3年生のみんな、きついスケジューリングの中、本当にお疲れ様でした。
国際学部国際社会学科4年 齋藤 梓
これまで3回まちづくり提案を見てきたが、一番楽しかった。このような思いをさせてくれた3年生に強く感謝している。
私の今年のまちづくり提案への関与のしかたは、楽しいところだけを掻い摘んで味わったという感じだ。駅前の小汚い居酒屋で、一部の3年生に「まちづくり提案大変だね〜」と無責任に話を振り、発表を作り上げる過程での様々な出来事に対し、偉そうな大して有難くもないアドバイスをして、酒の肴にしたことが楽しかった。時々ゼミに特大のスタバを持って現れては、また偉そうに意見を言ったことも楽しかった。まちづくり提案当日、他校の年々精度の上がる発表を見たことも楽しく、またポスターセッションで行政学ゼミのOBやOG、自分の論文製作でお世話になった市役所職員や地域の方々と会い、中村ゼミと宇都宮市のつながりの強さを再実感したことも楽しかった。
楽しさと同時に抱いたのは、羨望だった。ゼミ時間外も研究室に集い目的に向かって努力するということは、もう4年生にとっては過去の出来事であり、私は自己の驕りと慢心によりその多くを逃してきたからだ。その感情は全て卒業論文にぶつけることができたと思う。論文に多くの時間とエネルギーを傾けることができたのも、全ては近くで3年生の努力を見ていたからであり、感謝している。

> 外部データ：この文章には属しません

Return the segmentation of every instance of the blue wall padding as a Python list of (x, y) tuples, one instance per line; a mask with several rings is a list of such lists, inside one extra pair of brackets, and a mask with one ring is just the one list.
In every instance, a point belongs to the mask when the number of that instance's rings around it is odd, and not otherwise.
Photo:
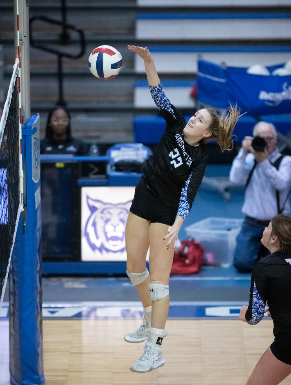
[[(33, 180), (39, 162), (39, 116), (24, 127), (27, 216), (25, 233), (20, 218), (9, 276), (10, 381), (14, 385), (43, 385), (40, 181)], [(38, 126), (32, 136), (30, 130)], [(33, 158), (32, 158), (33, 154)], [(33, 177), (37, 174), (35, 169)]]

3年生には私と同じ編入生が多くいるが、中村ゼミに強く(半ば強引なこともあったが、最後は本人の決断なので問題なし)勧誘して良かったと確信している。編入生は4大卒という学歴を得るために編入学をしたと認識されることも多いが、短大・専門時代に一度自分の進みたい専門分野を明確にし、問題意識を持って選んで大学に進んでいる。私の場合は専門があまりにも明確であったため皆に迷惑をかけたが、やはり問題に対するアプローチの効率性と、とにかくまとめあげる力、そしてこれまで得たそれぞれの経験は、全て課題研究に重要なものであり、編入生の長所である。中村先生は大変かもしれないが、これからも編入生の多いゼミであったら楽しいと思う。
このホームページに掲載されている各レポートや論文を読み、問題意識を刺激される高校生や短大・専門生が多くいることを期待し、同時に彼らに支持されるような論文を多く持つゼミとして存続していくことを強く望む。そんなことを思った、ゼミ生活を振り返るまちづくり提案であった。
国際学部国際社会学科4年 成田 尚樹
3年生の時に参加した宇都宮市まちづくり提案に、4年生となってサポートする立場で関わらせて頂きました。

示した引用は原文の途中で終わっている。